Pedro dejó su auto estacionado y se lanzó tras ella.

Atravesaron calles oscuras, doblaron otras esquinas y siguieron así por algún tiempo. A veces, cuando la luz de alguna lámpara eléctrica le iluminaba la cara, Pedro podía ver la expresión de angustia que parecía embargarla.

Ella iba muda, transfigurada, como arrastrada por un hilo invisible que parecía llevarla cada vez más lejos. Contra su pecho estrechaba un objeto oscuro que Pedro no alcanzaba a distinguir bien.

Por fin llegaron a un departamento.

Pedro, jadeante, se dio cuenta que estaba perdido y se sintió un poco tonto. No era su costumbre perseguir mujeres desconocidas y realmente no tenía tiempo de extravagancias. Pensó en darse la media vuelta y pedir un taxi para regresar por su auto y manejar a casa, pero en ese preciso momento ella volteó a verlo y lo miró a los ojos.

Sonriendo, lo invitó a a pasar, diciendo que lo esperaba desde hace tiempo.

Aunque Pedro creyó que aquello era un error y que la falta de luz había provocado que ella lo confundiera con algún amigo, la curiosidad y la confusión le hicieron dar un paso hacia delante. Y, como todos sabemos, después del primer paso siguen muchos más.

Adentro, el vino, la música, las velas, la poesía, el incienso, los gatos, los libros, los colores y la voz de ella se confundieron en una sola sensación vibrante, semejante al murmurar de muchas voces en el responsorio de alguna iglesia.

Era como si siempre hubiera estado ahí.

Pedro no podía dormir con alguien desde hacía tiempo, desde que otra ella partió dejándolo solo, perdido y enojado. Pero esa noche durmió como niño en sus brazos, sin necesidad de algo más que sentir su corazón latiendo contra su pecho y su respiración que se ajustaba a la suya. Así, arropado por su cuerpo, Pedro sintió volver al vientre primigenio.

Cuando despertó, la mujer ya no estaba ahí.

Pensó en marcharse, recordó que no era su tiempo y que no estaba buscando a la mujer de su vida, pero deseaba escuchar su nombre. Deseaba escuchar de nuevo cómo esa risa brotaba sin ningún esfuerzo de sus labios. Quería abrazarla, hacerla parte de él, borrarle esa expresión extraña de los ojos.

La esperó varios días.

Desesperó.

Repensó su vida y decidió que su vida era ella.

Siguió pagando la renta del minúsculo departamento, canceló sus negocios y cuentas y se dedicó a vivir entre los muebles, los libros y los gatos de aquella mujer.
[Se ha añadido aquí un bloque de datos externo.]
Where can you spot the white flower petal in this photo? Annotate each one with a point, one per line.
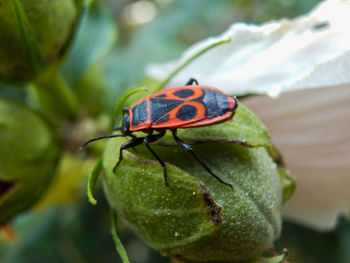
(306, 52)
(311, 130)
(310, 57)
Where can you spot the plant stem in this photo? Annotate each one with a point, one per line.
(56, 97)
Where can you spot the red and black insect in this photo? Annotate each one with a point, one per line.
(183, 107)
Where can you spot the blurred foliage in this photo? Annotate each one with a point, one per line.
(98, 66)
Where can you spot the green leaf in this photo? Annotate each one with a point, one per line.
(276, 259)
(93, 176)
(197, 216)
(28, 38)
(96, 36)
(245, 128)
(118, 244)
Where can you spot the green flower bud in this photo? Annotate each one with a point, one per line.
(34, 35)
(198, 219)
(28, 156)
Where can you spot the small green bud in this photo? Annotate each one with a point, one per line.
(28, 157)
(198, 219)
(34, 35)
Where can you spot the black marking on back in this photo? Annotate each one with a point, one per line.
(139, 113)
(186, 112)
(159, 107)
(216, 103)
(184, 93)
(163, 119)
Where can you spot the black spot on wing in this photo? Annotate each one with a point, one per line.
(163, 119)
(184, 93)
(139, 113)
(216, 103)
(160, 107)
(186, 112)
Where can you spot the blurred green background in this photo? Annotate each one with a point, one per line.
(114, 43)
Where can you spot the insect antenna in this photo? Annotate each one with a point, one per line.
(100, 138)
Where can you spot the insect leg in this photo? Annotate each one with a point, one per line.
(132, 143)
(191, 81)
(152, 138)
(189, 149)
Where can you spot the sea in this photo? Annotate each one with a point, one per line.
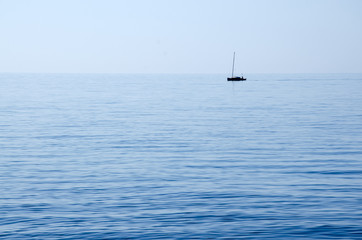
(180, 156)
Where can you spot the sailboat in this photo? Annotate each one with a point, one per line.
(235, 78)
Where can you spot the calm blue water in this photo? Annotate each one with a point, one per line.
(107, 156)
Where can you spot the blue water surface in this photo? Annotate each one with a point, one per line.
(121, 156)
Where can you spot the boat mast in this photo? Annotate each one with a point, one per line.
(232, 72)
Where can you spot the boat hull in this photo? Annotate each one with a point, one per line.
(236, 79)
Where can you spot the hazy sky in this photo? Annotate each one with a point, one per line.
(181, 36)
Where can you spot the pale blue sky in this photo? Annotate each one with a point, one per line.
(181, 36)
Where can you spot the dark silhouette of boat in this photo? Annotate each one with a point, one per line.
(235, 78)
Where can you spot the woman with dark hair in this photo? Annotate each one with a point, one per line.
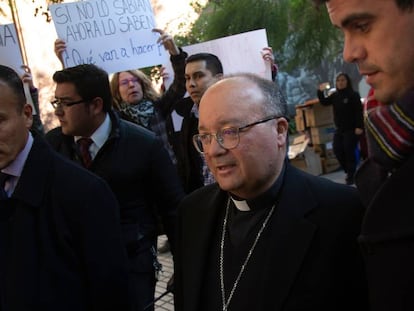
(136, 99)
(348, 119)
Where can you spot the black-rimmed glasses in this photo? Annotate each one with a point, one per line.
(227, 138)
(58, 103)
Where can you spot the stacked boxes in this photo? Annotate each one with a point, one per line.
(304, 157)
(316, 121)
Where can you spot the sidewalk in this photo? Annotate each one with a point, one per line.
(166, 303)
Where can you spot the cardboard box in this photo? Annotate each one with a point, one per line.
(317, 115)
(300, 120)
(324, 150)
(303, 157)
(322, 134)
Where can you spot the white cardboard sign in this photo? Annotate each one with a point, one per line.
(10, 54)
(115, 35)
(237, 53)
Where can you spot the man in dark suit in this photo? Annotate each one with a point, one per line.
(130, 158)
(60, 237)
(267, 236)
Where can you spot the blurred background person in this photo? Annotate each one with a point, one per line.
(349, 123)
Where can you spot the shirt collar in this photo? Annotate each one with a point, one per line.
(101, 134)
(265, 200)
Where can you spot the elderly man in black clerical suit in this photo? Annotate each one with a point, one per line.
(266, 236)
(60, 237)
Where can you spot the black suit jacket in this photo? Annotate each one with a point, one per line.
(387, 239)
(313, 262)
(61, 242)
Buscó algún indicio, un nombre, una fotografía, pero únicamente encontró marcos vacíos y álbumes de fotografías llenos de estampas de santos, como los que venden fuera de las iglesias.

Pedro antes incrédulo, fue a que leyeran su suerte con la baraja, el café turco y hasta con una tropa de gitanos que llegó a aquella ciudad jurando encontrar desaparecidos. La necesidad de encontrarla llevó a Pedro a aprender a descifrar presagios y a consultar las fases de la luna. Asistió regularmente a misa esperando encontrarla de nuevo.

Todo fue inútil.

Desesperado, al darse cuenta que se cumplía ya el primer año de haber conocido a la mujer de ojos ambarinos, decidió largarse y vender las cosas de ella a un anticuario.
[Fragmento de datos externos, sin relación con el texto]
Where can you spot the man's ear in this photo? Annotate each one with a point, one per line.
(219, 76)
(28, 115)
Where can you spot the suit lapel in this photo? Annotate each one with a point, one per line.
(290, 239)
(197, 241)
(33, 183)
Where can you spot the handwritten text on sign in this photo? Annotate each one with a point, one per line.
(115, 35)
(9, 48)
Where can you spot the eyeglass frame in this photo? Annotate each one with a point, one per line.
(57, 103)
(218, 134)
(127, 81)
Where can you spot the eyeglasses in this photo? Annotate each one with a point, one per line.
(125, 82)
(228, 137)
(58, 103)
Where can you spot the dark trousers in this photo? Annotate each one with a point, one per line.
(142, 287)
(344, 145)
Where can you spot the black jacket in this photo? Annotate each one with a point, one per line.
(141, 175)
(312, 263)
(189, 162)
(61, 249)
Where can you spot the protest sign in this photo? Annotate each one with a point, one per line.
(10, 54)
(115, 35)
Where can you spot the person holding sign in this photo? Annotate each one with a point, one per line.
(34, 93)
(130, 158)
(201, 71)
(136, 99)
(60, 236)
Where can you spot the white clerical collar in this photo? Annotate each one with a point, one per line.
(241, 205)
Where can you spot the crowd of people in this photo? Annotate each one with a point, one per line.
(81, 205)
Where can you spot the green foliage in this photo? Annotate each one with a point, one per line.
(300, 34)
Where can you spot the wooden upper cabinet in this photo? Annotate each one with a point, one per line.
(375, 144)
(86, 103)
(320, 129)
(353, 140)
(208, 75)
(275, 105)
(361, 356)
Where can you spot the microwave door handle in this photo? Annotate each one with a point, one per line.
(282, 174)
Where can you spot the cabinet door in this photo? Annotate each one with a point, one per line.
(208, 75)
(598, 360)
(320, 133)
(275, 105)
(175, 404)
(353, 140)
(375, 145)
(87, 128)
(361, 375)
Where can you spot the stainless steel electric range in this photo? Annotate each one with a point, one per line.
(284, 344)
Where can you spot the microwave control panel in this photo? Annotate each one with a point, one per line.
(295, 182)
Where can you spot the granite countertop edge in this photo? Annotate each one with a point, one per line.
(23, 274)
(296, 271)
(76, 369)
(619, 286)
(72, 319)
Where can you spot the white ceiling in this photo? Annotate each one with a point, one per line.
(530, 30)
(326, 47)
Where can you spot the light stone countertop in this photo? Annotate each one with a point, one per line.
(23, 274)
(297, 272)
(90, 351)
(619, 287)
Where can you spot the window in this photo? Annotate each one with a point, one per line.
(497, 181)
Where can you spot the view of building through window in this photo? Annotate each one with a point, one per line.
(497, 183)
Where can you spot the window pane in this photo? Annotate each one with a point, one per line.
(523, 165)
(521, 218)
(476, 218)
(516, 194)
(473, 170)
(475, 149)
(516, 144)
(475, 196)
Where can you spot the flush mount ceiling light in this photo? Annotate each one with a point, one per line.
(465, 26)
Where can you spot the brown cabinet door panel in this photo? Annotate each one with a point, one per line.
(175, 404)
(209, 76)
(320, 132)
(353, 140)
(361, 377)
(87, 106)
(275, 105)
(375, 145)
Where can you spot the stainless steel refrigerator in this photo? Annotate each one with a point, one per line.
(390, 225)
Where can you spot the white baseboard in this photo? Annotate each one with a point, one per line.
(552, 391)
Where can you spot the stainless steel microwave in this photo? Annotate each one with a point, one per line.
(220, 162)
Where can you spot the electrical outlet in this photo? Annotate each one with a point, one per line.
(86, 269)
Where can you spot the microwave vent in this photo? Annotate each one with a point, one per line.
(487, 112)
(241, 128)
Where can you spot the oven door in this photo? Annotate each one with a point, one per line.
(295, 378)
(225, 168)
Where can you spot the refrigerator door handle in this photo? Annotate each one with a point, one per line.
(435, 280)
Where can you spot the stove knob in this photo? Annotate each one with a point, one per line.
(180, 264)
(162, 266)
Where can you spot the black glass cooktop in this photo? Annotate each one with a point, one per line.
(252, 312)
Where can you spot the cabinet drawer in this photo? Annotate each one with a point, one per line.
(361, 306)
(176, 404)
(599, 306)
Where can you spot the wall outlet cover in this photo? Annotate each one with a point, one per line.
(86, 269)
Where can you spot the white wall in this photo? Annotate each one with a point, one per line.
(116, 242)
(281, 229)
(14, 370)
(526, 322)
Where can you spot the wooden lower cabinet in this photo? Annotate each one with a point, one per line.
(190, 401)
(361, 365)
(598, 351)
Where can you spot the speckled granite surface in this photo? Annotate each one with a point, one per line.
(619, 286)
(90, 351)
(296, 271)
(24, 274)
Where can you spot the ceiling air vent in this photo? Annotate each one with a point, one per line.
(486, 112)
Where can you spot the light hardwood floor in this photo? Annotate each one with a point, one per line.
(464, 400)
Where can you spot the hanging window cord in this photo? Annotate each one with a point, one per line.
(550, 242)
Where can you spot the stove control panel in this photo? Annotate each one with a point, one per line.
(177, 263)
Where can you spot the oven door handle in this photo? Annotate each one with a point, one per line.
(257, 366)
Entró a una tienda de viejo, contraesquina de la iglesia donde la vio aquél día prendiendo una veladora. Buscó al dueño para hacer algún trato con él, pero una vez ahí, no pudo quitar los ojos de una pintura que representaba a una mujer vestida de negro con actitud retadora, parada frente al crucifijo de la iglesia de Nuestra Señora.